Jumlah neuron yang tinggi ini dapat secara langsung memberikan informasi tentang kecerdasan, metabolisme, dan riwayat hidup, dan bahwa T. rex agak mirip monyet dalam beberapa kebiasaannya. 

Transmisi pengetahuan secara budaya serta penggunaan alat disebut-sebut sebagai contoh ciri-ciri kognitif yang mungkin dimilikinya.

Nah studi baru, yang diterbitkan di The Anatomical Record, mengamati lebih dekat teknik yang digunakan untuk memprediksi ukuran otak dan jumlah neuron pada otak dinosaurus. 

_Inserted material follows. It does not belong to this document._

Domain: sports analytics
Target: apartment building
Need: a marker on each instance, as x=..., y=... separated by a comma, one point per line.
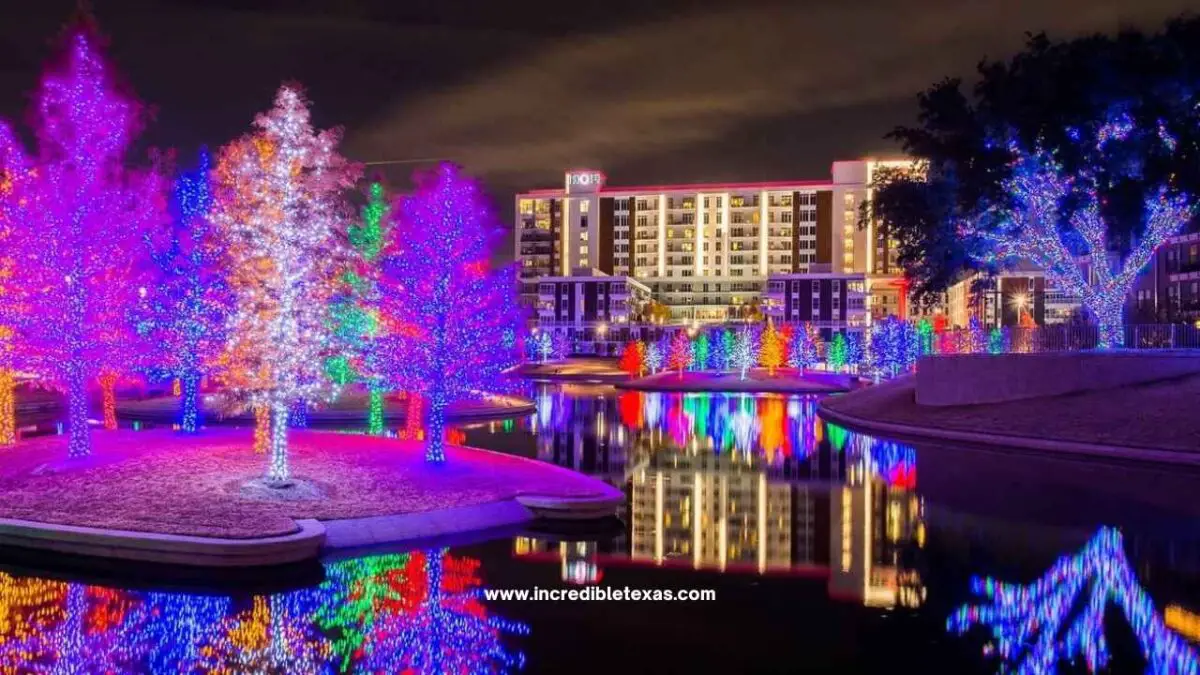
x=827, y=299
x=705, y=249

Tim dari berbagai universitas itu menemukan bahwa asumsi sebelumnya tentang ukuran otak dinosaurus, dan jumlah neuron di otak mereka, tidak dapat diandalkan.

Penelitian terbaru ini melibatkan Hady George dari Universitas Bristol, Dr Darren Naish (Universitas Southampton) dan dipimpin oleh Dr Kai Caspar (Universitas Heinrich Heine).

Dr Cristian Gutierrez-Ibanez (Universitas Alberta) dan Dr Grant Hurlburt (Museum Royal Ontario) juga terlibat dalam penelitian ini. 

Penelitian ini mengikuti analisis selama puluhan tahun yang dilakukan oleh ahli paleontologi dan biologi yang meneliti ukuran dan anatomi otak dinosaurus.

Mereka juga menggunakan data ini untuk menyimpulkan perilaku dan gaya hidup. 

Informasi tentang otak dinosaurus berasal dari mineral yang mengisi rongga otak, yang disebut endocast, serta bentuk rongga itu sendiri.

Tim menemukan bahwa ukuran otak T-rex terlalu dibesar-besarkan – terutama otak depan – sehingga neuron juga ikut diperhitungkan. 

Selain itu, penelitian tersebut menunjukkan bahwa perkiraan jumlah neuron bukanlah panduan kecerdasan yang dapat diandalkan.

Untuk merekonstruksi biologi spesies yang telah lama punah secara andal, tim berpendapat, para peneliti harus melihat berbagai bukti.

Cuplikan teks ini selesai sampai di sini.